Sustainability and open source on a more fundamental level
Open source is very often driven by communities of passionate people. Many of them start projects and work on them in their spare time. Therefore, it should be of no surprise, that the ideas of an open source movement have spread far beyond the scope of “just” software or infrastructural solutions: Currently, projects around open sourced processors, computers, printers, vehicles and bikes, medical equipment, and even houses, are in active development or already on the market. All of these projects aim to get rid of proprietary knowledge and target a more sustainable approach to things: With community driven development, with making plans available, with an inclusive approach to participation, they allow for spreading knowledge, for incorporating experiences, and for preventing from built-in and purposefully implemented obsolescence, thus leading to more sustainability and less waste.
Open source and climate change
Since the open source culture is centered around community and collaboration, it should be of no wonder, that open source projects also try to address the issues of climate change and ecological disaster.
Searching for “open source climate change” reveals a long list of open source projects. A good overview of such projects delivers the website Open Sustainable Technology(2), which groups these projects into categories, provides links and explains their purpose.
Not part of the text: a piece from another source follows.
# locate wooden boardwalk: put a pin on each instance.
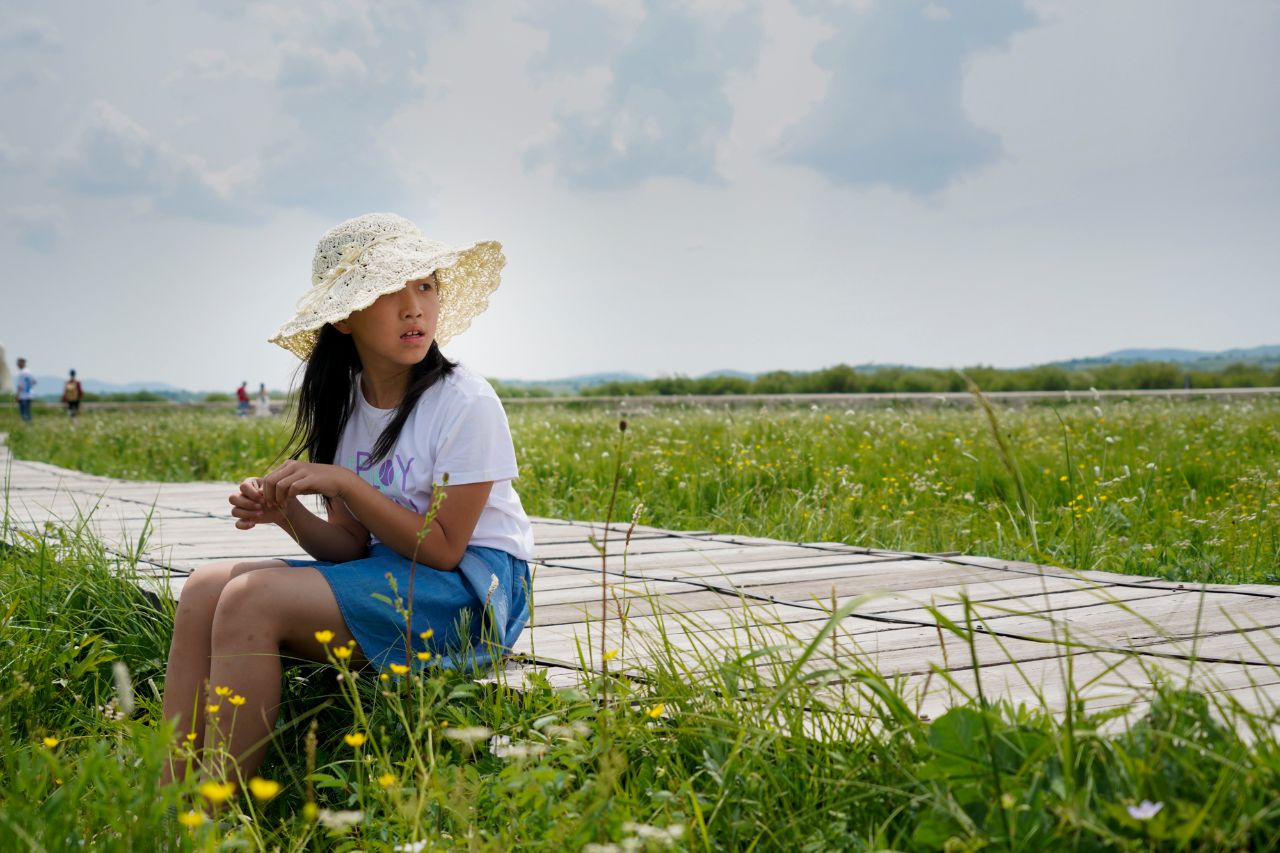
(721, 592)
Also, large open source foundations, such as The Linux Foundation, are hosting and supporting open source sustainable projects. Take LF Energy, whose goal is to support and provide open source solutions focused on the power systems sector: The projects of this foundation provide a unified approach allowing to utilize a neutrally developed and maintained development environment and toolboxes for this sector. The Cloud Report had a great interview with LF Energy’s founder and executive director Shuli Goodman. (3)
The approach of such projects and foundations is a very sustainable one on its own, since it prevents single player in the markets from having to develop software components and platforms themselves, allowing them to focus on bringing them into production, utilizing them, and gaining knowledge on a faster scale.
This knowledge then can be used to speed up decarbonization, contributing to the ideas of sustainable software, sustainable software ecosystems, and to a more sustainable future overall.
Fig. 2: The LF Energy brings together open source projects with energy saving, sustainable approach.
To sum this up: open source and sustainability belong together. On many levels – reaching from avoiding vendor locks, spreading knowledge, having control, ensuring security, preventing from obsolescence, to provide support for fighting climate change. When done right, even commercial aspects and market positions of companies centered around open source benefit from it.
Both aspects add to each other. The spirit of independently developed and maintained projects, which allow their users to focus on usage and adoption, rather than to reinventing the wheel over and over again, directly leads to more sustainability.
To put it differently: true sustainability in business, in ecology, in infrastructures, can only be achieved with open source, since it enforces sharing of ideas, open discussions and diversity on pretty much all levels.
Therefore: yes, it does compute! And it should be understood as one of the primary models to software and platform development, to infrastructure, and to a more sustainable and inviting future.